The Guardian view on the abolition of NHS England: political cover for a funding fight | Editorial


Sir Keir Starmer cast his decision to abolish NHS England – the world’s largest quango – as a bold strike against bureaucracy. The move is designed to cut waste, “shift money to the front line” and put the English NHS under democratic control. It is a declaration of intent from a prime minister who wants Labour not to be the party of bigger government but the party of smarter government. At least, that’s the theory. The reality, as ever, is more complicated.

This is less a grand health reform and more a strategic positioning exercise. The health secretary, Wes Streeting, the architect of this plan, is engaged in a delicate balancing act: convincing the Treasury that the NHS can stay within budget while simultaneously lobbying for more money that he knows the health service will inevitably require. The headline-grabbing cull of NHS England is useful – allowing Mr Streeting to claim that he is shifting cash from managers to patient care, a necessary concession when preparing to argue for more Treasury investment.

The problem is that the numbers don’t add up. The savings from axing NHS England will be modest. The organisation’s cost to the Treasury is £2bn, a tiny fraction of the NHS’s £183bn budget for 2025/26. Of this, about £400m is spent on staff who work directly with local NHS bodies, and these roles will probably continue in some form. The savings come nowhere near enough to fill next year’s estimated £6.6bn funding gap. At best, it frees up a few hundred million pounds. At worst, it shifts costs elsewhere while causing months of upheaval in an already overstretched system.

The NHS faces mounting pressure to cut costs, with a Labour chancellor insisting that it must live within its means. Hospital trusts will need to tighten their belts even further. It does not take a health economist to recognise that when resources are cut, patient demand does not magically disappear – it simply resurfaces elsewhere.
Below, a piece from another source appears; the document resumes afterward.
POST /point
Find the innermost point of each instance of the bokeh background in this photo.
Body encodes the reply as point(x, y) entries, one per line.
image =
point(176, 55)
If community services close to balance the books, then the pressure on GPs and A&E departments will only intensify. If the health service is told to do more with less, the risk is that it simply ends up doing less with less.

Sir Keir’s embrace of Mr Streeting’s reform agenda is a calculated gamble. The prime minister is backing an NHS shake-up that may not deliver as promised. His support, however, bolsters Mr Streeting’s standing with the chancellor, Rachel Reeves, who faces a looming fiscal shortfall. With tax rises off the table and her fiscal straitjacket firmly in place, spending cuts after 2025/26 seem the only path left.

The NHS may have won big in the last budget, but as the Darzi report warned, it remains in “serious trouble”. Years of under-investment and overcrowded hospitals, with no relief from an overstretched social care system, have left it struggling. Without greater funding, it cannot meet the rising demand of an ageing population, let alone expand its workforce. Mr Streeting must keep pressing the Treasury, cloaking each plea for cash in the fashionable language of “modernising reform”.

Such rhetorical agility is, if nothing else, a skill Westminster rewards. But whether he delivers on his three big shifts – moving care out of hospitals, prioritising prevention and digitising the NHS – remains to be seen. If the health service deteriorates further, the government will find that it has not only failed to fix the NHS but has taken ownership of its decline.